Short proteins are underrepresented among the proteomes of fully sequenced genomes. Currently, 
proteins that are <100 amino acids represent only 1.1% of the protein space. The low representation of 
short proteins reflects a failure of genome annotation prediction tools [1]. Furthermore, even sensitive 
large-scale technology, such as mass spectrometry (MS), provides only partial coverage of short 
proteins, mainly due to the abundance of post-translational modifications [2]. In recent years, with the 
explosion of next generation sequencing methods, many more transcripts have been identified, 
including non-coding RNAs [3] and numerous short overlooked transcripts. Still, validating short 
proteins as biologically active by mining genomics and proteomics sequences remains a 
challenging task. 

Animal toxins and other short proteins share compact, cysteine rich scaffolds [4]. Recently, an 
increased number of proteins that resemble animal-toxins had been identified in non-venomous 
contexts [5]. These proteins often act as endogenous cell modulators [6]. They include pore-forming 
proteins, proteases and their inhibitors, cell antigens and growth factors [7,8]. 

In this study, we focus on the "three-fingered proteins" (TFPs) superfamily [9]. The term TFP is 
assigned to a fold composed of three adjacent loops emerging from a compact hydrophobic structure 
stabilized by 3-4 disulfide bonds. TFPs specify active components from elapids' venoms. The first 
prototypes of TFP to be solved by X-ray crystallography was the a-neurotoxin from Philippine sea 
snake [10] and Cobra [11]. It was generalized that a typical TFP protein is a secreted polypeptide of 
60-100 amino acids chains. This fold is often called "toxin fold", due to the large number of elapid 
toxins that share it. The hallmark of such a fold is the five |3-strands encompassing the three fingers. 

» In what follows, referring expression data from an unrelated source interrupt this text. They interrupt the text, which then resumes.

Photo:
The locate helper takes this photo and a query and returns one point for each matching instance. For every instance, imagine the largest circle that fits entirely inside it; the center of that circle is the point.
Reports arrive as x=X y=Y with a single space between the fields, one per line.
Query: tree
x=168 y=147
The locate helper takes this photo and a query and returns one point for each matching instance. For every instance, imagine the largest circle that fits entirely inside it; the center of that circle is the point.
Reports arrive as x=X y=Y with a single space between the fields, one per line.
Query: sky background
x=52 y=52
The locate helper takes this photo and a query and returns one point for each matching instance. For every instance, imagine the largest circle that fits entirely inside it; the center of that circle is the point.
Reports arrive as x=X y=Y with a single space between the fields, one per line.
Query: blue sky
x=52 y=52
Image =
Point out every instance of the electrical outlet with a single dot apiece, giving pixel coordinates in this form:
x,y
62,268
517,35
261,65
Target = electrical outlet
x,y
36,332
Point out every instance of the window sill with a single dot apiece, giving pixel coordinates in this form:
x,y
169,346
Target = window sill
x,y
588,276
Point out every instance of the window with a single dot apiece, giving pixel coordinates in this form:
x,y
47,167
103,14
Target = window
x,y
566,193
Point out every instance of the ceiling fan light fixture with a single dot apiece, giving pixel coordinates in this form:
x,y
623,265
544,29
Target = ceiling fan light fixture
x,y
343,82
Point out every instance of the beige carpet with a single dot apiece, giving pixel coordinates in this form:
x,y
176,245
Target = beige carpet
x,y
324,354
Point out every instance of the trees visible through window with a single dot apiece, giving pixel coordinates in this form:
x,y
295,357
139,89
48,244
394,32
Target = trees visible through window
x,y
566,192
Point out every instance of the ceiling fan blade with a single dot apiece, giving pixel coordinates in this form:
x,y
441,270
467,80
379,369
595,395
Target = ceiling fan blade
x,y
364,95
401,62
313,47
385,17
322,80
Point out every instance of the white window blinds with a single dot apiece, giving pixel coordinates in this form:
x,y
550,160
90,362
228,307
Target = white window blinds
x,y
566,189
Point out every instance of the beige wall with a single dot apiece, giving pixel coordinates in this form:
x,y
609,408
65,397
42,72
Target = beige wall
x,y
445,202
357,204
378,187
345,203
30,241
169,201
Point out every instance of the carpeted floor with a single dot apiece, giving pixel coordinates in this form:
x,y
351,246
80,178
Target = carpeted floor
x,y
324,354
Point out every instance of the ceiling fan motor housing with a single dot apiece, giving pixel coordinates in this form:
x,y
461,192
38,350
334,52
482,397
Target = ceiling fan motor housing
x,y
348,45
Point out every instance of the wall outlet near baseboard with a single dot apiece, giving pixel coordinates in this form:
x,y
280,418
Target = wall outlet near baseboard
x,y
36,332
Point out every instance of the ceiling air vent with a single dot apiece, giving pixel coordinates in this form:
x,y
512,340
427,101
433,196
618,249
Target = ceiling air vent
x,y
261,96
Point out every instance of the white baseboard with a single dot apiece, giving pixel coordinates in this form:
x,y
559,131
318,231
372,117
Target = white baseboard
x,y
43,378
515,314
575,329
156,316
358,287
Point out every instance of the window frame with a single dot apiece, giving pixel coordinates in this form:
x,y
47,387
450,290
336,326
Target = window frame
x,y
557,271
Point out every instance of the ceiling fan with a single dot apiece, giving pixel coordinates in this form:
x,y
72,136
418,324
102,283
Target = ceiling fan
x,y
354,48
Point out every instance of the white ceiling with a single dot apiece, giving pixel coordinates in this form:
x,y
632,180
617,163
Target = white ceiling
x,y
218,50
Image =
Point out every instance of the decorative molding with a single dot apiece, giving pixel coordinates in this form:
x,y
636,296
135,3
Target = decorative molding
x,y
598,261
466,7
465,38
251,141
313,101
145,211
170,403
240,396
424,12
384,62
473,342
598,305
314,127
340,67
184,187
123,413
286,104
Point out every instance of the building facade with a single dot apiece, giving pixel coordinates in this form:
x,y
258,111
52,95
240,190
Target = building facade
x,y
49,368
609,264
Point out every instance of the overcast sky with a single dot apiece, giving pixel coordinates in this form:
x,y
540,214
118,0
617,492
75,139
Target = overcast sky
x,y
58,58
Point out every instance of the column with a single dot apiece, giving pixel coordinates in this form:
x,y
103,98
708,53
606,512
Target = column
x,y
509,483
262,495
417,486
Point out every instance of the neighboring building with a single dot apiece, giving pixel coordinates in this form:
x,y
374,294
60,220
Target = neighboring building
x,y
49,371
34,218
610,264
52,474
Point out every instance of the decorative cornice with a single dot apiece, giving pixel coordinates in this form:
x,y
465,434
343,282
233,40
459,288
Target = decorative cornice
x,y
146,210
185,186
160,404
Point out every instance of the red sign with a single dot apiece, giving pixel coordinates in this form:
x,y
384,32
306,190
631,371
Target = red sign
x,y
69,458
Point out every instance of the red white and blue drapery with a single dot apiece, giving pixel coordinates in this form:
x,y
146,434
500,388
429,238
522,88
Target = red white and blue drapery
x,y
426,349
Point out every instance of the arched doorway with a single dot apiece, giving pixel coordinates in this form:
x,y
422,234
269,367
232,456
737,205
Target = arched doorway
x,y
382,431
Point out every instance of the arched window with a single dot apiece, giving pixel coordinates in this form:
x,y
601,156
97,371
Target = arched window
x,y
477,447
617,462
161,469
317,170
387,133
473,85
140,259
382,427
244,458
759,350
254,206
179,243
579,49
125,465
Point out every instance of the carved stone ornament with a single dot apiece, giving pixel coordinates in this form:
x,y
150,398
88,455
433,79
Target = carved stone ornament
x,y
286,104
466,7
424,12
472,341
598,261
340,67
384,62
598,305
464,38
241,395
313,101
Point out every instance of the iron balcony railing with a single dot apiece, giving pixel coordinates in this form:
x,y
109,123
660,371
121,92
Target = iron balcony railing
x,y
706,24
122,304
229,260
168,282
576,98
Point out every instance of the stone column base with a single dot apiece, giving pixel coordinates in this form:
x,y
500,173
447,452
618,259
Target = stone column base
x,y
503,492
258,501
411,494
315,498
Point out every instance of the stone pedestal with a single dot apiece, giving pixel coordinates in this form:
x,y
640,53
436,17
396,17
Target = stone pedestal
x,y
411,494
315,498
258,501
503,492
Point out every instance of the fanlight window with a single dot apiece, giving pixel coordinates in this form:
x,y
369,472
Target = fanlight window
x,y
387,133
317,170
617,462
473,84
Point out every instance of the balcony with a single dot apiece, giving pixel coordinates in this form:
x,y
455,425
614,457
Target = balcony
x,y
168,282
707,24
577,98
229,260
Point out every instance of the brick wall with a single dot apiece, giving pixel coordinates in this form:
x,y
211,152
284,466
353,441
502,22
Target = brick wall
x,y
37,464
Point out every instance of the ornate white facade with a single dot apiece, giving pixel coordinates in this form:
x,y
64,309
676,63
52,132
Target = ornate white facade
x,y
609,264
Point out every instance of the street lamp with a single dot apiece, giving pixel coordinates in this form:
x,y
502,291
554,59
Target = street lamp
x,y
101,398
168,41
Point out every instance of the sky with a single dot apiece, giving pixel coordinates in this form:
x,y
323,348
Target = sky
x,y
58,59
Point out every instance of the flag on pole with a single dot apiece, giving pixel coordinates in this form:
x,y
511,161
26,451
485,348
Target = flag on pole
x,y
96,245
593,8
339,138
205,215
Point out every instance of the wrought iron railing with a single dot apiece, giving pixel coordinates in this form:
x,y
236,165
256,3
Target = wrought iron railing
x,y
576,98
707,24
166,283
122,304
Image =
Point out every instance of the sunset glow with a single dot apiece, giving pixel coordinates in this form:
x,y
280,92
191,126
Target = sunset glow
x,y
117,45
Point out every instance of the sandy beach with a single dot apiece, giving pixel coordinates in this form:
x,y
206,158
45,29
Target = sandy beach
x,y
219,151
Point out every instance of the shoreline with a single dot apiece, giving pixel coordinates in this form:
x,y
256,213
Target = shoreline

TFPs are identified in sporadic metazoan species along the phylogenetic tree, such as the sea 
urchin (Hemicentrotus pulcherrimus), tunicate (Ciona intestinalis), terrestrial nematode 
(Caenorhabditis elegans), fruit fly (Drosophila melanogaster) and mammals. Upon binding to the 
target protein, they act as modulators of cell surface receptors and may alter membrane signaling 
pathways. TFPs often act as ligands of the nicotinic (nAChR) or the muscarinic (mAChR) 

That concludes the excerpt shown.